We begin our exploration of transformational experiences with Janie Hoffman’s story:
“I grew up in a family and neighborhood where there was a lot of violence. You never knew when it was coming and my nervous system was often shot and working overtime as a kid. I was frequently in fight, flight, or freeze, and I quickly learned the survival skills of fawning and appeasement. A block away from my house was this amazing magnolia tree that my 4-year-old self could climb into. The bark was so smooth and the branches cradled me perfectly. It was the most nurturing feeling. I found very early on that I could escape into this magnolia tree, although it wasn’t really an escape as I actually felt like I was coming home. The magnolia tree was my Beloved, and I knew while in her embrace that I was the Beloved, too. It was in this tree that deep contemplative prayer came into my life.
“I found myself in that beautiful magnolia countless times until I was 16 and moved to California for college. When I go back to Illinois, I drive to see her. Most of her branches are gone now, but there are still a few little stumps. This wise magnolia tree was my most beloved friend, and she brought me home to my true nature. It was the beginning of a love affair with the Beloved, Mother Nature, the Divine—call it what you will. To me, it is this great and grand holiness we are all a part of.”

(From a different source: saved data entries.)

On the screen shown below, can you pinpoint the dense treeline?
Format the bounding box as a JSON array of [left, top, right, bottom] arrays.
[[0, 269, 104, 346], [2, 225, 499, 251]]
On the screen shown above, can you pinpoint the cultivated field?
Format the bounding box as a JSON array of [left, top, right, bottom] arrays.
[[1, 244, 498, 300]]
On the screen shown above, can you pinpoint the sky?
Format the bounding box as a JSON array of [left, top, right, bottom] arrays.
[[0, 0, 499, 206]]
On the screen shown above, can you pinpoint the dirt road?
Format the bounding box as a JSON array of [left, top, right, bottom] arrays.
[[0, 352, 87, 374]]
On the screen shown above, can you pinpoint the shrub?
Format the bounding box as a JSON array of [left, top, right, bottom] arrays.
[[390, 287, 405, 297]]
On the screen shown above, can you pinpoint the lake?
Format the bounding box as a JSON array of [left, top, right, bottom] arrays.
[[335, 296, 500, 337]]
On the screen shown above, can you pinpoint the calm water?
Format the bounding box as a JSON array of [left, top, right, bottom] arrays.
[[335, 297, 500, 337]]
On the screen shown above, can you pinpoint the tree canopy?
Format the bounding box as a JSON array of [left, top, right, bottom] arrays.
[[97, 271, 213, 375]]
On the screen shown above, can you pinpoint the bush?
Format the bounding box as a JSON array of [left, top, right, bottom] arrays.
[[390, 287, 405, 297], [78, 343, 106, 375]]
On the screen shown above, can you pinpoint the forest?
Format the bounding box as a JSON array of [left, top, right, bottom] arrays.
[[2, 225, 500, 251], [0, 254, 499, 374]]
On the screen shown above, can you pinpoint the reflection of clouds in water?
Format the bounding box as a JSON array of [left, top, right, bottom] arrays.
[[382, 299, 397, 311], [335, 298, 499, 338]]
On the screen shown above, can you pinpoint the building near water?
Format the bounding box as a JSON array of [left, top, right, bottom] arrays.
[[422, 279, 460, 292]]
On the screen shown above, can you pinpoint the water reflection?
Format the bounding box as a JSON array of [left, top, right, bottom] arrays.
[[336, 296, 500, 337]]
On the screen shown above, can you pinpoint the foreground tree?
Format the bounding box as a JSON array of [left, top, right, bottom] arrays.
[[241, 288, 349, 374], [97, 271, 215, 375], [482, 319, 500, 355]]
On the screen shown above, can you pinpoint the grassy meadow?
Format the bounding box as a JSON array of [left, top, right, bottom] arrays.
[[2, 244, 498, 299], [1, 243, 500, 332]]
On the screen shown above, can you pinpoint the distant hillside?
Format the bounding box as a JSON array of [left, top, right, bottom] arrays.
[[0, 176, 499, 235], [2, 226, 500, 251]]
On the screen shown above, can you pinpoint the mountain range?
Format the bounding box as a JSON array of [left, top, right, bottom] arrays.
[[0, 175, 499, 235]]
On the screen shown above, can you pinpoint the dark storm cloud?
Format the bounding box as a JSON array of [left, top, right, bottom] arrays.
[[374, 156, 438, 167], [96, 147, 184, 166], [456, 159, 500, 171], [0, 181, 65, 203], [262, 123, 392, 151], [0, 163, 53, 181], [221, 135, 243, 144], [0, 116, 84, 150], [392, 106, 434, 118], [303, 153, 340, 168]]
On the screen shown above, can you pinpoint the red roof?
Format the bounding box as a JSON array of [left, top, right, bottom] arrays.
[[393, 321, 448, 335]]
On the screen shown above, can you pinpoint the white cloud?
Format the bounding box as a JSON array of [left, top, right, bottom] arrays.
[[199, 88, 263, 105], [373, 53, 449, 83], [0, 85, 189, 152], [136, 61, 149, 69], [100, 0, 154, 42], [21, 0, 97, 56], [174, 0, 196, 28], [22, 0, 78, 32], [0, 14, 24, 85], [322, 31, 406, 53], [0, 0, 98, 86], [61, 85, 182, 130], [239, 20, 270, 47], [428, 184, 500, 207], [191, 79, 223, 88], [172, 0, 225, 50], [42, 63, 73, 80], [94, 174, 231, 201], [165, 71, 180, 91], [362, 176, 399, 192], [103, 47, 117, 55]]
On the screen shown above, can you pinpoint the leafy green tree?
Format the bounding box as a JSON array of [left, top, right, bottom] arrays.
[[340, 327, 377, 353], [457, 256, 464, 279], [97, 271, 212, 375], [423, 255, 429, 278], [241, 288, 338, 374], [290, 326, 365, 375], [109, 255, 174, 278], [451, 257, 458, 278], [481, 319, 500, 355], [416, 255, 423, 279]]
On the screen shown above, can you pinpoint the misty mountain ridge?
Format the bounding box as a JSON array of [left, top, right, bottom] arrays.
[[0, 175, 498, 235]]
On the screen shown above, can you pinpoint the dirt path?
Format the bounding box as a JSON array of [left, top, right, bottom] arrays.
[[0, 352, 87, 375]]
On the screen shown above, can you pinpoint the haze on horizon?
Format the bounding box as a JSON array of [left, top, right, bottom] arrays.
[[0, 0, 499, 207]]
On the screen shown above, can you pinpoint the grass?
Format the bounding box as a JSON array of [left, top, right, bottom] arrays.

In a follow-up conversation, tracing the arc of her life, Janie said, “Until this moment, it never dawned on me that the relationship I had with this beautiful, magnificent magnolia tree helped me tune into other plants. I live in a very small house and I have over 35 houseplants inside. A friend asked if I used moisture sensors to water them. That has never occurred to me. I put my hands over a plant and it tells me when it is thirsty or when it’s had too much water. You can just feel that if you’re open to feeling it.”
Janie’s tree and her healing experience took place in an urban setting in the middle of a declining midwestern city. The tree was located on a very busy street—the same main thoroughfare where the projects were located, less than a half mile down the road. She was growing between a gas station and concrete on one side, and an alley, set back from the street a bit. A vast variety of wildflowers grew below her. She had created this little ecosystem that was quite remarkable. In her story, the tree is feminine, a “mother” tree supporting life in the midst of desolation.
Janie went on to found a highly successful plant-based business which continues to thrive.
In the coming weeks and months, we’ll offer stories from workshop attendees and people around the world. As we gather these stories, we’ll extend an open invitation to join online salons and group conversations (first to be hosted on March 8th, stay tuned) to delve more deeply into our wild, entangled existence with our Earth. When we can trust the authenticity of our transformational stories, we are more able to support effective, heart-based action on behalf of all global ecosystems. It’s in the sharing that these stories begin to exert their power.